The National Health Forum (FNS) noted this week that the “systemic violence” of the State of El Salvador against women “has intensified” within the framework of the exception regime, in force since March 2022 to combat gangs and which has become the main security measure of the Government of President Nayib Bukele against these groups.
This statement was issued in a statement in which the FNS condemned the rape of a girl by a group of soldiers in the center of the country.
“This reprehensible act of sexual violence is not isolated, but an alarming manifestation of systemic violence inflicted on women from the same State institutions, a situation that has intensified within the framework of the emergency regime,” it indicated.

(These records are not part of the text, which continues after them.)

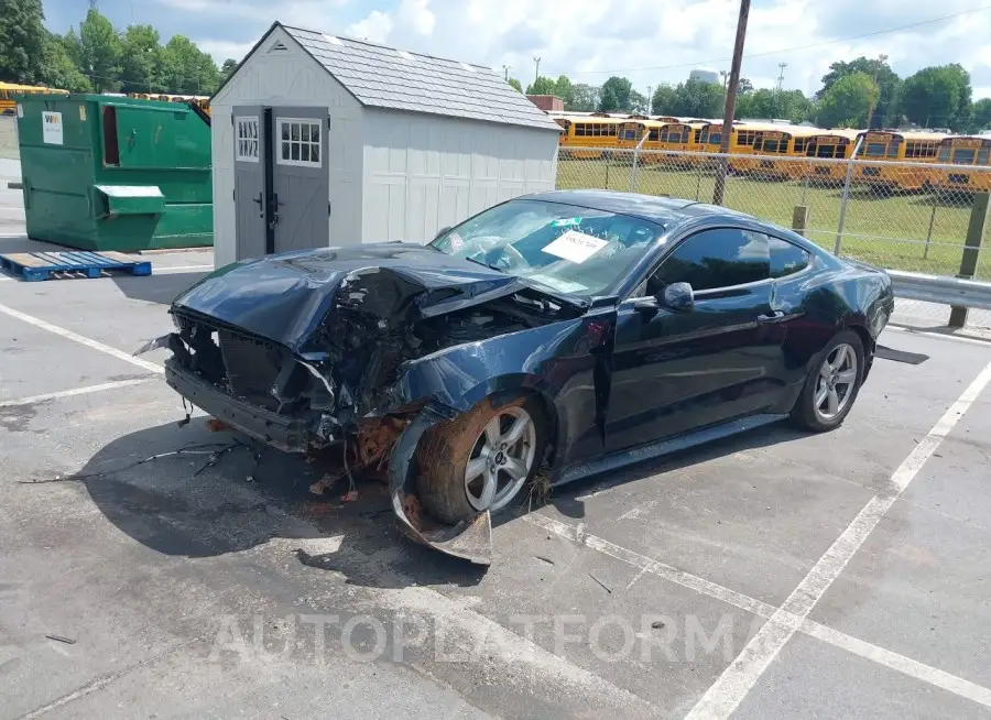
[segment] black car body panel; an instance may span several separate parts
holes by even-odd
[[[168,383],[290,451],[340,441],[390,416],[420,434],[486,397],[533,393],[553,426],[547,471],[569,481],[786,415],[842,329],[861,336],[870,368],[893,309],[884,272],[723,208],[618,193],[534,198],[625,212],[664,234],[609,297],[590,301],[406,243],[235,263],[174,302],[179,329],[163,341],[174,352]],[[642,302],[644,277],[683,238],[728,225],[803,248],[808,266],[697,293],[687,313]],[[403,516],[403,498],[415,491],[415,447],[401,436],[391,460],[404,528],[488,561],[476,542],[490,533],[488,513],[468,523],[473,539],[460,545],[451,528],[424,534]]]

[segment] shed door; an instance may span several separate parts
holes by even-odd
[[[330,244],[327,109],[273,109],[275,252]]]
[[[265,254],[265,150],[262,108],[233,108],[237,259]]]

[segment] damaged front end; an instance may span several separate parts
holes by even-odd
[[[388,251],[412,258],[364,257],[381,252],[371,247],[358,258],[320,251],[218,271],[175,301],[176,331],[139,352],[167,347],[165,379],[179,395],[266,445],[287,452],[341,445],[349,474],[388,469],[406,535],[489,564],[488,511],[444,525],[420,505],[420,440],[464,410],[454,397],[477,402],[470,395],[498,369],[464,364],[484,357],[486,340],[580,310],[436,251]],[[459,346],[472,348],[470,362],[443,357]]]

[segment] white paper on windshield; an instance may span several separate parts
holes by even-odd
[[[585,234],[577,230],[568,230],[544,248],[544,252],[581,264],[608,244],[608,240]]]

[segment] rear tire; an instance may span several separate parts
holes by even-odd
[[[814,433],[842,425],[860,392],[864,367],[860,336],[853,330],[837,334],[816,357],[792,408],[792,422]]]
[[[532,395],[499,407],[487,397],[432,427],[416,452],[416,490],[427,513],[458,523],[508,506],[543,460],[544,428],[542,405]]]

The FNS “strongly condemned the sexual rape perpetrated by members of the Armed Forces against a 13-year-old girl in the municipality of Mizata.”
What are the demands of the FNS regarding state violence against women?
The civil organization also demanded that the State “guarantee the safety, physical and emotional well-being of the victim, his family and the community.”
It stressed that, “despite the social repression they experience daily and under the threat of being prosecuted under the figure of the Exception Regime, they bravely denounced this atrocious crime.”
“Sexual abuse and violations perpetrated against girls, adolescents and women cannot be tolerated under any circumstances,” it stressed.
He also asked that “other sexual crimes committed in many communities in the country in the hands of the Armed Forces and the National Civil Police be investigated.”
The criminal case against the six soldiers linked to this case advanced to the investigation stage, so a court ordered that the accused remain in provisional prison.
According to a report by three humanitarian organizations, Salvadoran security forces have surpassed gangs in generating internal forced displacement and sexual harassment and abuse are among the generating events.
Data from Cristosal, Passionist Social Service (SSPAS) and the Human Rights Institute of the Central American University (Idhuca) indicate that the 223 victims of displacement that they have assisted since 2022 have reported threats (18.4%), surveillance (17% ), arbitrary detention (16.6%) and ill-treatment and torture (14.8%) by police and soldiers.